API validation script checks the compatibility of community Spark Execs and GPU Execs in the Rapids Plugin for Spark.
For example: HashAggregateExec with GpuHashAggregateExec.
Script can be used to audit different versions of Spark.
The script prints Execs where validation fails.
Validation fails when:
- The number of parameters differ between community Spark Execs and Gpu Execs.
- Parameters to the exec have a type mismatch.
- Order of parameters differ between Spark Exec abd Gpu Exec.

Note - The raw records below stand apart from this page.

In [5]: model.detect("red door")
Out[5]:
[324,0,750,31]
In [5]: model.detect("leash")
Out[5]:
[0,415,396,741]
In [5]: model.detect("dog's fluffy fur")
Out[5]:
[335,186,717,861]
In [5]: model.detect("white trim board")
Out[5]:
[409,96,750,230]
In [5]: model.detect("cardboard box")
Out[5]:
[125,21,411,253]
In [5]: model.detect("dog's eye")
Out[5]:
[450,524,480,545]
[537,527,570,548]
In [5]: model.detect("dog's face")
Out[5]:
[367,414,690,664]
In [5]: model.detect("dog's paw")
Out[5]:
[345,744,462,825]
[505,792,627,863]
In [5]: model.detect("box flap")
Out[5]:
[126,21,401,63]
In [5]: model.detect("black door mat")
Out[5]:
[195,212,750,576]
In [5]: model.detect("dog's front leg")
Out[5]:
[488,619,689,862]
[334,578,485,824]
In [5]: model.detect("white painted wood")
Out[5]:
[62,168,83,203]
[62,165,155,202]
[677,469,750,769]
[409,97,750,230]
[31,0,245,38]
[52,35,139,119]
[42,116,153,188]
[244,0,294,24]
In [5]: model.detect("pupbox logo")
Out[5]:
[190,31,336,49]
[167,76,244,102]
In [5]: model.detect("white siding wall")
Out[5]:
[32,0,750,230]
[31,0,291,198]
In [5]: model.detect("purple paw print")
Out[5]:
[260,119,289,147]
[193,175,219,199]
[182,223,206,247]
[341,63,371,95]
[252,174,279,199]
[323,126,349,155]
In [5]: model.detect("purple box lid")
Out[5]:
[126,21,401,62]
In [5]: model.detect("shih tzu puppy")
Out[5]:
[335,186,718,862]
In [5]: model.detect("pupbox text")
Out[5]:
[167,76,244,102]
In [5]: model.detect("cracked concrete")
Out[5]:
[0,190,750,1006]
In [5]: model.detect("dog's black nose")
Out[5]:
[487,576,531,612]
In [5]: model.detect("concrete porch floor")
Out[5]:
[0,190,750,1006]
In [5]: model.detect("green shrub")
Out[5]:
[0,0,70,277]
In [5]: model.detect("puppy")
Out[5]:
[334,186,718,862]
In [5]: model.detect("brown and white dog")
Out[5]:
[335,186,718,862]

It requires spark-rapids-jni, rapids-4-spark and Spark jars.
cd api_validation
// To run validation script on all version of Spark
sh auditAllVersions.sh
// To run script on particular version we can use profile
mvn scala:run -P spark320
Output is saved in api-validation-result.log
in api_validation/target directory.
Sample Output
************************************************************************************************
Types differ for below parameters in this Exec
SparkExec - [org.apache.spark.sql.execution.aggregate.HashAggregateExec]

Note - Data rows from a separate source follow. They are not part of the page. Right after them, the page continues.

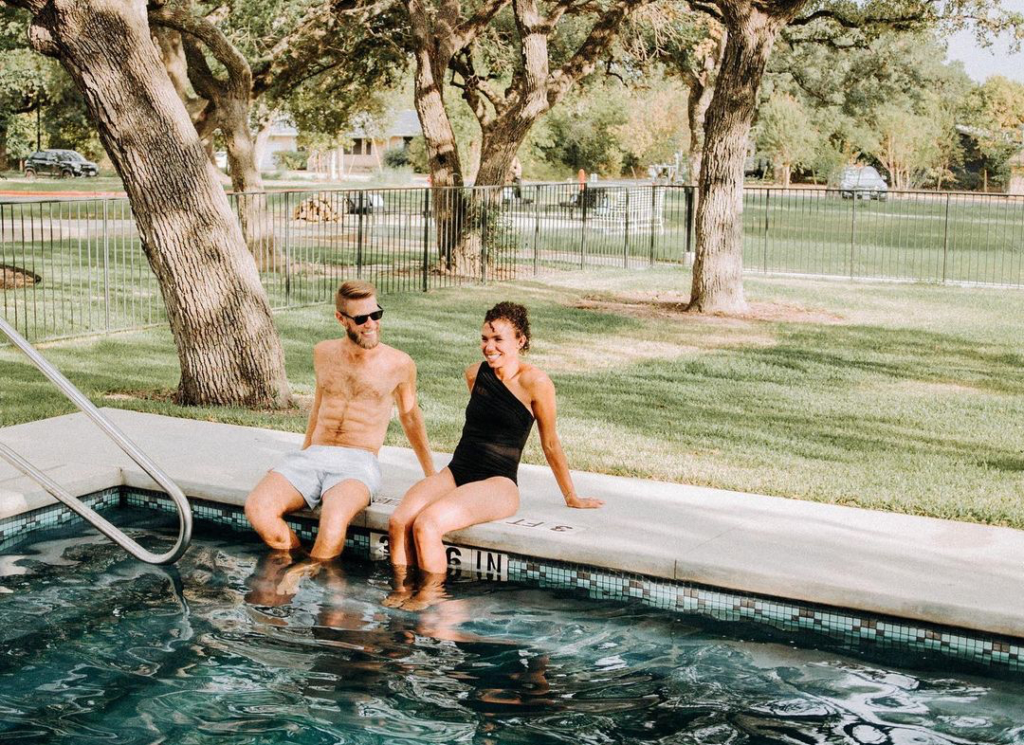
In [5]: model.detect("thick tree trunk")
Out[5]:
[453,118,536,277]
[689,3,785,313]
[29,0,290,406]
[686,76,715,186]
[217,98,278,271]
[414,45,465,270]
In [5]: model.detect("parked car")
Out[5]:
[345,191,384,215]
[25,149,99,178]
[833,166,889,202]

GpuExec - [com.nvidia.spark.rapids.GpuHashAggregateExec]
Spark parameters Plugin parameters
------------------------------------------------------------------------------------------------
Seq[org.apache.spark.sql.catalyst.expressions.Attribute] | Seq[com.nvidia.spark.rapids.GpuAttributeReference]
************************************************************************************************
Types differ for below parameters in this Exec
SparkExec - [org.apache.spark.sql.execution.GenerateExec]
GpuExec - [com.nvidia.spark.rapids.GpuGenerateExec]
Spark parameters Plugin parameters
------------------------------------------------------------------------------------------------
org.apache.spark.sql.catalyst.expressions.Generator | Boolean
Seq[org.apache.spark.sql.catalyst.expressions.Attribute] | Seq[com.nvidia.spark.rapids.GpuExpression]
Boolean | Seq[org.apache.spark.sql.catalyst.expressions.Attribute]
************************************************************************************************
Types differ for below parameters in this Exec
SparkExec - [org.apache.spark.sql.execution.ExpandExec]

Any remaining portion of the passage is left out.